I do love the Church of England. Of course it has many faults, failings and frustrations, but so does every organisation. It's not just the organisation, it's the human beings that are the problem. So the Church is often hugely exasperating and wonderfully quirky, sometimes both at the same time.
But one of the many reasons why I'm so fond of the C of E is that it's based on the parish. In fact, the whole country is divided up into parishes. So wherever you live, town or country, you live in a parish. You are a parishioner, and every parish is served by a parish church; so wherever you are, whoever you are, like it or not, you have a parish church. It's yours.
That doesn't mean that you're obliged to go to Sunday services. (Though you should be always welcome - it is yours after all.) But it does mean that you have the right to be married in your parish church, to have your children christened in your parish church, to have your funeral in your parish church. And if there's still room, to be buried in your parish churchyard.

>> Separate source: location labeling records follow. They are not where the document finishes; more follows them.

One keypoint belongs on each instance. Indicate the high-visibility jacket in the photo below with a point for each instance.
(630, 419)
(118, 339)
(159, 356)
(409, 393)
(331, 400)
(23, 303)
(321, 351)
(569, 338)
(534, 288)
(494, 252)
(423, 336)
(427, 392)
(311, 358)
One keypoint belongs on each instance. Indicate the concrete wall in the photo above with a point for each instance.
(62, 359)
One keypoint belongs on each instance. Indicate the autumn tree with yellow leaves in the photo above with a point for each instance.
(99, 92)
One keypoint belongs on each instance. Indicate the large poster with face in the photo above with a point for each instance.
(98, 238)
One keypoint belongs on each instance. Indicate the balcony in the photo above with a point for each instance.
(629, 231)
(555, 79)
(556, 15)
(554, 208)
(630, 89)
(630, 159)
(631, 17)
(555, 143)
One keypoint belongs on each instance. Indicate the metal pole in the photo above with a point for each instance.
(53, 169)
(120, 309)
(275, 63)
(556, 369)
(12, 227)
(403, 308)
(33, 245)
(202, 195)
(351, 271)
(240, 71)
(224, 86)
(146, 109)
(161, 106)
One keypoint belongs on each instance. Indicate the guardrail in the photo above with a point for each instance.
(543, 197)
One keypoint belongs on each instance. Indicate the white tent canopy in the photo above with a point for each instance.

It means that the parish church is for everyone living in the parish - people with a clear and strong Christian faith, people with a 'barely keeping its head above water' faith, people who aren't sure they want any sort of faith, people who are sure they don't intend to have any faith at all. It's still your church.
The church isn't a private club. It doesn't have an exclusive membership list; and the church building isn't a private club-house. So wherever you are, there's a parish church - and it's there for you.
So this summer, whether you're on holiday in Bognor Regis, working away from home in London, visiting friends in Yorkshire or right here in Nocton - there is a parish church. And if you turn up on a Sunday you'll be welcome.